TLDR
- Digital asset wealth manager Abra is transitioning to a publicly-traded company through a SPAC combination with New Providence Acquisition Corp. III (NPACU)
- Abra’s pre-money equity valuation in this transaction stands at $750 million
- Upon completion, the merged entity will trade on Nasdaq using ticker symbol ABRX
- The transaction could deliver up to $300 million in trust cash, depending on shareholder redemption levels
- The company previously resolved regulatory matters with the SEC and two dozen state authorities in 2024
On Monday, Abra, a platform focused on digital asset wealth management, revealed plans to become publicly traded via a merger with special purpose acquisition company New Providence Acquisition Corp. III.
The transaction assigns Abra a pre-money valuation of $750 million. Following the merger’s completion, the new entity will operate as Abra Financial Holdings, Inc. and begin trading on Nasdaq with the ticker symbol ABRX.
Current Abra backers — including Pantera Capital, Blockchain Capital, Adams Street, RRE Ventures, and SBI — are contributing 100% of their holdings to the merged company. This complete rollover demonstrates strong confidence from the company’s existing investment partners.
New Providence is currently listed on Nasdaq trading under NPACU. Finalizing the deal requires approval from shareholders of both entities along with meeting typical regulatory closing requirements.
The SPAC’s trust account holds up to $300 million that could become available to Abra upon closing, although this amount may decrease based on New Providence shareholder redemption activity prior to transaction completion.
Bill Barhydt, Abra’s founder and CEO, characterized the public listing as “the next logical step” for the organization, citing anticipated expansion in crypto collateralized lending, stablecoin yield offerings, and broader digital asset financial services.
The platform’s current client base includes registered investment advisors, wealthy individuals, family offices, and institutional market participants.

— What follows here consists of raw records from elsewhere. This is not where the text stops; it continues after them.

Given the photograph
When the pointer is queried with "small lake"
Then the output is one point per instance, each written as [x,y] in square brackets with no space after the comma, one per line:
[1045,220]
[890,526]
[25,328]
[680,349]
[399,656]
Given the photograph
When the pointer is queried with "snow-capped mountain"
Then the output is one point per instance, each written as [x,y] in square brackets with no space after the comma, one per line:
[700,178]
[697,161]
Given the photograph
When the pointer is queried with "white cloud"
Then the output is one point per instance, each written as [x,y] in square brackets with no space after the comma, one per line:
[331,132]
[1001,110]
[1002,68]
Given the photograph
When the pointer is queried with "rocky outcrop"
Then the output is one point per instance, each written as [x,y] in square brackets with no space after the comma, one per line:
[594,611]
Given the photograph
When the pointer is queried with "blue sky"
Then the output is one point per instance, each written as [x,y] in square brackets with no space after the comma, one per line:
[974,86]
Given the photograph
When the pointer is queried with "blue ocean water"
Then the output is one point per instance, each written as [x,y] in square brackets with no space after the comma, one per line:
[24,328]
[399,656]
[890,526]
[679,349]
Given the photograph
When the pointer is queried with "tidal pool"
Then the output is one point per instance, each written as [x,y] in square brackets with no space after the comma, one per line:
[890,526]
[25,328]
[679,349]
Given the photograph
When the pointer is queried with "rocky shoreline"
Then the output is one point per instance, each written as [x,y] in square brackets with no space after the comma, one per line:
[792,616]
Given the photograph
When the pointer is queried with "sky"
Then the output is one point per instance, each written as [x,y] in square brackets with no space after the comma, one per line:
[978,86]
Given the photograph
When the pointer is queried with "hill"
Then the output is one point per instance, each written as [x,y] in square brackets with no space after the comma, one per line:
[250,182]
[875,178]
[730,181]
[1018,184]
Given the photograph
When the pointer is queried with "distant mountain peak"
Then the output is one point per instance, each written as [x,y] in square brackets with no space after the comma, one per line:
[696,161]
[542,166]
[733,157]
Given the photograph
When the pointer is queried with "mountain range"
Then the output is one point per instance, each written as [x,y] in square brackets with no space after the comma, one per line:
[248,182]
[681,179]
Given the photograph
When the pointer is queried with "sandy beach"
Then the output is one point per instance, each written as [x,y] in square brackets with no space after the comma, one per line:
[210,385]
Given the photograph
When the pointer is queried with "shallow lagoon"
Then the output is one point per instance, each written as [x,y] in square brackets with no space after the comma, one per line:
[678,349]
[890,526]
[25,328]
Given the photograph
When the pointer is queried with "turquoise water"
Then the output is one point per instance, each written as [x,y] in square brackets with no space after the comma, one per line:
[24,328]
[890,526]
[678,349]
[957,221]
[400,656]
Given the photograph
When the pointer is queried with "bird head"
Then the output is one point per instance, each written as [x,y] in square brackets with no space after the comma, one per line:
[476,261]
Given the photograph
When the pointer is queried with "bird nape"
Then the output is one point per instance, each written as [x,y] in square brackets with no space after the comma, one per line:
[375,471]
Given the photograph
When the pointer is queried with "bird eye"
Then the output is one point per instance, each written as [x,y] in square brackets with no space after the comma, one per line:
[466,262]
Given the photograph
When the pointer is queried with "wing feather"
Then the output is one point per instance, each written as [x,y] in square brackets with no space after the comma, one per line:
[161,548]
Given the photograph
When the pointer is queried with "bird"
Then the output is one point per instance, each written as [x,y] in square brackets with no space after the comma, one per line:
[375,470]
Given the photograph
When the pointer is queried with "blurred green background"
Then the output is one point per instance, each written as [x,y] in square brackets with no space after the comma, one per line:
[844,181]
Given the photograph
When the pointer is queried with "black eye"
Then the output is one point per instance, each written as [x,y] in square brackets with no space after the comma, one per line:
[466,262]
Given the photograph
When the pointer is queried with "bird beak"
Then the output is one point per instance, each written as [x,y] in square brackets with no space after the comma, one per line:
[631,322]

Service offerings span custody solutions, trading capabilities, lending products, and yield generation strategies across digital assets like BTC, ETH, SOL, and various stablecoins.
Regulatory History
Abra’s journey to public markets includes notable regulatory challenges that warrant attention.
During 2024, the firm reached a settlement with the U.S. Securities and Exchange Commission regarding claims that its Abra Earn lending offering should have undergone securities registration. The company has discontinued this product.
That same year saw Abra settle with financial regulators across 25 states after these authorities determined the company had conducted business without obtaining necessary state-level licenses.
The platform is marketing itself as among the few U.S.-based providers delivering comprehensive digital asset capabilities — including custody, trading, yield products, and lending — operating within a registered investment advisor structure.
Company leadership has established a goal of exceeding $10 billion in assets under management by late 2027, representing significant growth from current levels in the hundreds of millions.
DeFi Push
Abra has recently introduced access to USDAF, a Solana-based synthetic dollar product that generates yield, representing the company’s expansion into decentralized finance through its AbraFi initiative.
Future platform enhancements include plans to incorporate tokenized real-world assets, encompassing both tokenized stocks and real estate holdings.
New Providence’s Co-Chairman Alex Coleman described Abra as “a pioneering company” featuring a “flexible and scalable business model,” highlighting the convergence of traditional personal finance and digital assets as a significant growth opportunity.
Further transaction specifics, including the definitive business combination agreement and materials for investors, will be submitted by New Providence to the SEC through a Form 8-K filing.